Geographical Information Systems, GIS, are a recent development in computer science. The goal of GIS, we might also call them spatial databases, is to manipulate spatial information and make useful information from the geographic data stored in the database, readily available.

Solving the twofold problem of representing and manipulating spatial information is the aim of this work.

The first part of this work studies existing theoretical models. previous works describe a way to model spatial information by means of elemental spatial entities in the Euclidean Space. Further discussion is about topological relationships which are a subset of a given set of operators defined on elemental spatial entities.

In later chapters the focus is on representing spatial data in a given database system. The models described are the result of experimental prototyping. For this process I used the DBMS Postgres and a graphical frontend application, CEO++, to display the results of query processing.

Spatial data used in this process were obtained from the Tiger/Line Census dataset.

The two described models represent two extremes. The database containing spatial information modeled by means of a graph is a traditional system whereas spatial data types are a semantical extension of the database. The purpose of this work is to bridge the gap between existing theoretical concepts for dealing with spatial information and a practical approach.

Why make such an effort to display some cheesy lines? Why use a system software like Postgres which is on the one hand full of bugs, and on the other hand tricky to install and run?

To obtain everything from nothing, to group fancy numbers to valuable geographic information?

Good question.

This whole enterprise started as a part of a bigger project, MAGNUM. Though it was not planned in the beginning, my little part in the bigger game became more and more independent. Of course there is still relevance to the original goal of designing a prototype for a geographic information system, GIS, but the longer the work lasted, the larger became my personal need to know more about GIS in general. My interest in the underlying mathematical theory as well as the current state of the art of GIS research grew.

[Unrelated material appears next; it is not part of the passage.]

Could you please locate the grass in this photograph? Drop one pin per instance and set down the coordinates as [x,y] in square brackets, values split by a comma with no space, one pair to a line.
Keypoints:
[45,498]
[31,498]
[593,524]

This demand also is not temporary. In the long term, this topic also might serve as a basis for my Ph.D. thesis.

Things, and therefore interests change. This could be a summarizing statement for research in general. In particular, it was an experience I encountered during the work on this thesis. Never be afraid of confessing a change in your attitudes, whether they are in work or in life. Let them influence your personal evolution and never be afraid of them.